= 1988 Labour Party Shadow Cabinet election =

Election in the United Kingdom

Elections to the Labour Party's Shadow Cabinet (more formally, its "Parliamentary Committee") occurred in November 1988. In addition to the 15 members elected, the Leader (Neil Kinnock), Deputy Leader (Roy Hattersley), Labour Chief Whip (Derek Foster), Labour Leader in the House of Lords (Cledwyn Hughes), and Chairman of the Parliamentary Labour Party (Stan Orme) were automatically members.

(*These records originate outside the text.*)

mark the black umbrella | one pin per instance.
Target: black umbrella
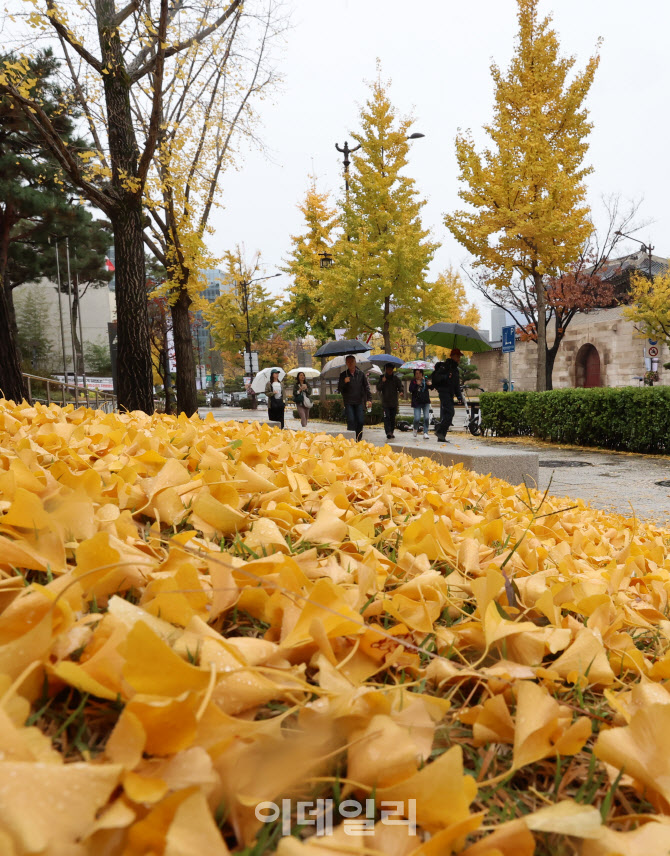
(342, 348)
(461, 336)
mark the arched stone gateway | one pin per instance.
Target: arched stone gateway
(587, 366)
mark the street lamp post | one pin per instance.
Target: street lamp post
(647, 248)
(346, 151)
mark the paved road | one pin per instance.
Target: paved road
(615, 481)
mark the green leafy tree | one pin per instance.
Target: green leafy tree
(114, 57)
(305, 306)
(33, 202)
(528, 217)
(32, 318)
(379, 279)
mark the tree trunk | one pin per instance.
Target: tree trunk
(187, 395)
(550, 360)
(12, 385)
(134, 367)
(541, 377)
(167, 380)
(134, 370)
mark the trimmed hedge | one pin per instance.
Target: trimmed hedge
(632, 419)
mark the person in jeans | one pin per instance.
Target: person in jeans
(419, 390)
(300, 389)
(446, 380)
(356, 396)
(275, 394)
(389, 387)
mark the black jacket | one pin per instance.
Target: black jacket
(446, 378)
(357, 391)
(308, 391)
(420, 393)
(389, 389)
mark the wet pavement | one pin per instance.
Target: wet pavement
(614, 481)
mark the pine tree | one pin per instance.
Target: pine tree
(378, 281)
(305, 306)
(32, 201)
(530, 216)
(32, 318)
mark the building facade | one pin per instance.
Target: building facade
(600, 348)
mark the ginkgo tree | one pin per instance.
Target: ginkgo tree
(306, 305)
(527, 213)
(202, 119)
(110, 52)
(242, 294)
(382, 255)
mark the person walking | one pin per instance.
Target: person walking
(275, 394)
(446, 380)
(355, 391)
(389, 387)
(301, 389)
(419, 389)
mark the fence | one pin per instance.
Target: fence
(70, 393)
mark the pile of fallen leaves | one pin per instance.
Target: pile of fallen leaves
(197, 618)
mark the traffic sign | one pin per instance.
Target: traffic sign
(509, 339)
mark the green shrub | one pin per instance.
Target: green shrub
(503, 413)
(632, 419)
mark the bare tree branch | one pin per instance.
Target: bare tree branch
(138, 72)
(64, 33)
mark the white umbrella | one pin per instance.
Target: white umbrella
(309, 372)
(258, 383)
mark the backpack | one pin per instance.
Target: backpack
(440, 376)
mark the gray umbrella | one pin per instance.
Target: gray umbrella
(333, 368)
(446, 335)
(342, 347)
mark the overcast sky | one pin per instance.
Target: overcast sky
(437, 54)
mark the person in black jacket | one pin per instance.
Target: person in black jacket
(356, 395)
(446, 380)
(389, 387)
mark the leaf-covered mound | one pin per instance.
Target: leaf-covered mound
(199, 617)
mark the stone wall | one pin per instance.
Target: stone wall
(619, 346)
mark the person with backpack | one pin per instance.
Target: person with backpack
(446, 380)
(389, 387)
(419, 389)
(275, 394)
(302, 390)
(354, 388)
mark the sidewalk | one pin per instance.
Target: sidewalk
(614, 481)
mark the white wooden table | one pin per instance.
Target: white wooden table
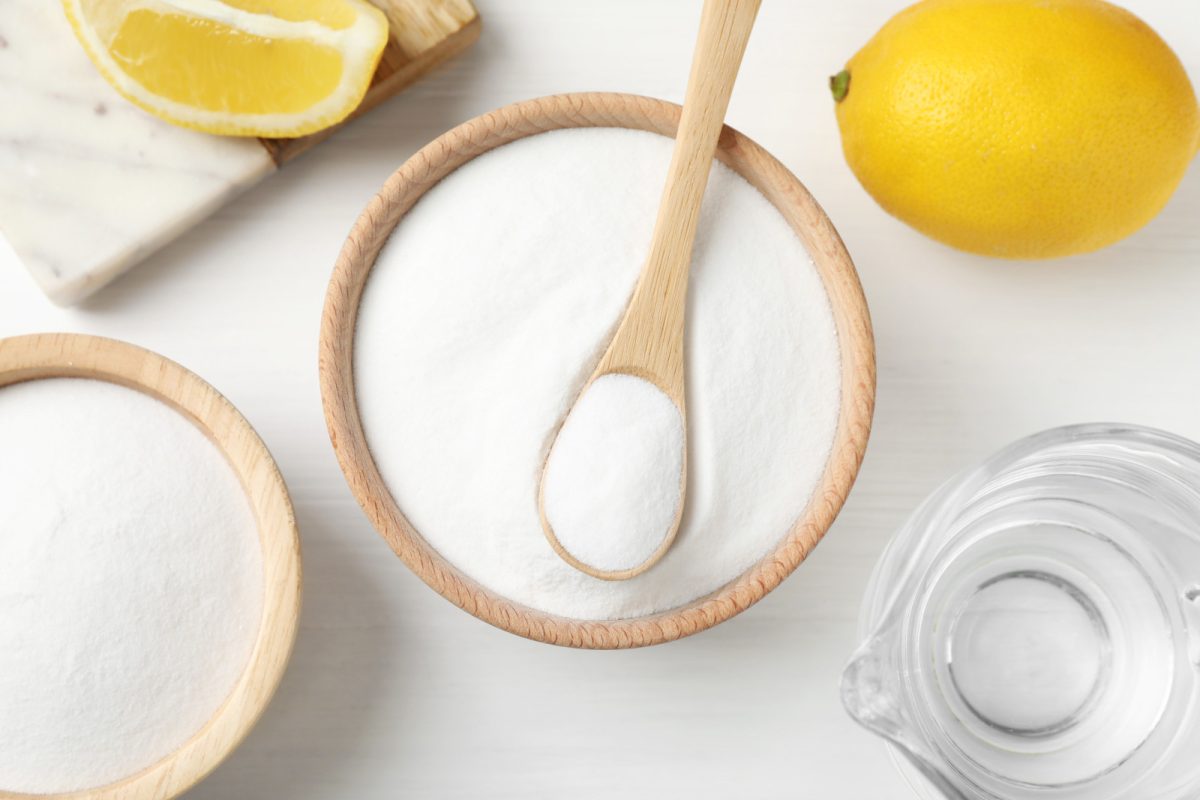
(394, 692)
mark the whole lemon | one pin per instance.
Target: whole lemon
(1021, 128)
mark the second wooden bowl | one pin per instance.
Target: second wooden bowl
(594, 109)
(69, 355)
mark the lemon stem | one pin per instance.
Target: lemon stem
(839, 85)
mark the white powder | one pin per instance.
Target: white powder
(487, 311)
(611, 489)
(130, 583)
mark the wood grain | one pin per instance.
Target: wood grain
(424, 34)
(594, 109)
(67, 355)
(648, 342)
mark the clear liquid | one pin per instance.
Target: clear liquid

The 15 winners of the election are listed below:

| Colour key | Retained in the Shadow Cabinet |
Joined the Shadow Cabinet
Voted out of the Shadow Cabinet

| Rank | Candidate | Constituency | Votes |
|---|---|---|---|
| 1 | Gordon Brown | Dunfermline East | 155 |
| 2 | John Smith | Monklands East | 144 |
| 3 | Gerald Kaufman | Manchester Gorton | 129 |
| 4 | David Clark | South Shields | 128 |
| 5† | Robin Cook | Livingston | 119 |
| 5† | Donald Dewar | Glasgow Garscadden | 119 |
| 7† | Frank Dobson | Holborn and St Pancras | 116 |
| 7† | Bryan Gould | Dagenham | 116 |
| 9 | Tony Blair | Sedgefield | 111 |
| 10 | Michael Meacher | Oldham West | 109 |
| 11 | Jack Straw | Blackburn | 100 |
| 12 | Barry Jones | Alyn and Deeside | 96 |
| 13 | John Prescott | Kingston upon Hull East | 94 |
| 14 | Jack Cunningham | Copeland | 88 |
| 15 | Jo Richardson | Barking | 86 |

† Multiple candidates tied for position.